By Susanne Beck
An artist behind this year’s famed origami tree at the American Museum of Natural History got his start in an unlikely spot — teaching children how to fold paper at a local restaurant.
It was at Ruby Foo’s, once a staple for Asian food at 77th and Broadway, that origami master Talo Kawasaki first understood the artistic opportunities that might await him.
Today, Upper West Siders, other New Yorkers, and tourists alike can see just how far Talo’s career in origami has come as they take in the joy that he and co-collaborator Ros Joyce have poured into the construction of the unfolding wonder of the 1000-plus characters adorning the holiday tree. Their masterpiece will be unveiled Wednesday, November 24 in the Grand Gallery at the museum. Admission is free.
Sadly, hungry visitors will no longer be able to stop by Ruby Foo’s, which shuttered back in March, 2010. But it remains an important turning point for Talo (pictured, at right) which forced him to think more about the paper-folding he had long enjoyed.
“During the [2008-09] recession, my whole graphic design and advertising freelance career stopped,” he recalls. “ I noticed on Craigslist a listing for an Upper West Side restaurant that was looking for an origami teacher on the weekends and I thought ‘I could do that.’” He put together a collection of figures he thought would be easy and fun for kids, to show the restaurant’s owner. As he was presenting them, Talo could barely finish before he was hired on the spot. “They asked if I could start that weekend and I said ‘sure’. I wasn’t getting any other business anyway,” he recalls. An origami pathway quickly unfolded from there.
Talo’s first lesson in origami came from his father at around the age of 9 or 10 when he learned a basic crane design. “I don’t think he knew what else to fold to tell you the truth,” he says fondly about his dad. “Maybe it was a way to connect with our heritage,” he adds. Talo and his younger brother and sister knew little about their parent’s previous life in Hiroshima, Japan, given their upbringing in New Orleans. “It was definitely a good way to occupy three small kids, though” when they took their first trip back to the country to see family in the mid-60’s.
Thinking back to that time, Talo says, “I just thought it was so cool to be able to take a sheet of paper and fold it into something.” Over the next decade, the emerging artist learned about a dozen different models, but admits that, with a full-time job, he was “dabbling more than developing.” It wasn’t until his weekend job at Ruby Foo’s that he thought otherwise.

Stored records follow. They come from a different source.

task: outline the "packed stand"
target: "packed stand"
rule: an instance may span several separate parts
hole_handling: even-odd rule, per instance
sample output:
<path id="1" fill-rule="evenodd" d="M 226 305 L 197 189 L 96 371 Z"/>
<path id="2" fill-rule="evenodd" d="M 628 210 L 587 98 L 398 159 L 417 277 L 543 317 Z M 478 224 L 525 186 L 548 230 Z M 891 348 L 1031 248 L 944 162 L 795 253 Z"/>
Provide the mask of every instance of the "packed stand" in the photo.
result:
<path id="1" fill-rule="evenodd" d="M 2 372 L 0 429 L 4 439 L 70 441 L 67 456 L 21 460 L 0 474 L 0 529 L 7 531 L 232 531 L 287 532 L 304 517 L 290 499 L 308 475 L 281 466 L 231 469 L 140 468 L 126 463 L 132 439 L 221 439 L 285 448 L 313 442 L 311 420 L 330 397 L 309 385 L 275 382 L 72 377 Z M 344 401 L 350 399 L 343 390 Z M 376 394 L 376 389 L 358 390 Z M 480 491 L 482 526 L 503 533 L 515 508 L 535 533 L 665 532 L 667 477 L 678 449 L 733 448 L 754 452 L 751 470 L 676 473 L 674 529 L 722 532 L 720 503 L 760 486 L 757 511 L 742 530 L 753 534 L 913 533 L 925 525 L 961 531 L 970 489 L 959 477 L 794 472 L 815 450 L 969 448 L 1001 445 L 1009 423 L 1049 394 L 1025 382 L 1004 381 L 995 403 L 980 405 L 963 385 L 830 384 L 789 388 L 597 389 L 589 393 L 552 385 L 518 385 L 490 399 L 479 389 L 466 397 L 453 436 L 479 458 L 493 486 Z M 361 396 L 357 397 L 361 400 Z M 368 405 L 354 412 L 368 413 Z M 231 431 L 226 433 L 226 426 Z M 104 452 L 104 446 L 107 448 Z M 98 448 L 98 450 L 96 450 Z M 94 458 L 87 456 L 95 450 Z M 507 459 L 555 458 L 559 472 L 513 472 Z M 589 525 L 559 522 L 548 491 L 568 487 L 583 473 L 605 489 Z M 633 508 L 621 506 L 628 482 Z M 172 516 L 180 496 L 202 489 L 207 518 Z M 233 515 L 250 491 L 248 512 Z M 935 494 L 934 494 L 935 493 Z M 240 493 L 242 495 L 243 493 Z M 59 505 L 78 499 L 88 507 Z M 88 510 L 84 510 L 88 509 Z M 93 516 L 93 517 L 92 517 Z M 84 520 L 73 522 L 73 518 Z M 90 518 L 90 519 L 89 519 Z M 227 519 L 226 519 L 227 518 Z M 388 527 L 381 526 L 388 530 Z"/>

“Suddenly, my whole direction in origami changed. I was doing origami on a regular basis, and I felt that if I was going to teach, I had to learn more because people would get tired of the same figures. That’s when I found out about “Origami USA”, the American national society devoted to origami, that not-so-coincidentally, traces its roots to the Museum of Natural History in the early 70s.
“That’s where things really took off for me,” Talo recalls. The community, the conventions, the people from all walks of life constantly creating inspired him to do more. “There is a whole underground and community around origami that the world does not know…I also find that origami people tend to be the happiest people around,” he chuckles.
Ros Joyce, Talo’s partner in creating the tree, first asked him to join her in leading the effort more than 15 years ago. “Talo is an artist. What else can I say? He is reliable and very, very creative. He has a good eye for color, for balance. He clearly loves it.” Ros herself has been involved with the origami tree since the beginning, noting with pride that this year marks the 50th anniversary of the first incarnation.
According to the museum website, the theme of this year’s 13-foot tree is Gems of the Museum, featuring 50 specially created gold-colored models in recognition of the “golden anniversary” 50th Origami Tree and this Museum tradition, which started in the 1970s. Among the more than 1,000 origami pieces decorating the tree will be models of dazzling specimens….”
Talo points to the blue whale ornament at the base of the tree as an illustration of just how relevant each item is to 2021. “See what’s on him?” he gestures. Like every recently vaccinated New Yorker, the miniature whale sports his very own band aid.
Talo himself is best known for a flapping bat design. But the two he loves most to share with beginners are a variation of the traditional hopping frog – “I think I can kind of claim it as mine though since I modified it enough” – and one called talking lips designed by a Korean artist. Both are considered action models since they move.
“They’re just so much fun to teach,” Talo says with a smile. “There’s nothing like showing or teaching someone else to make them that just lights up their eyes and their hearts and you just think ‘wow, I love this’.”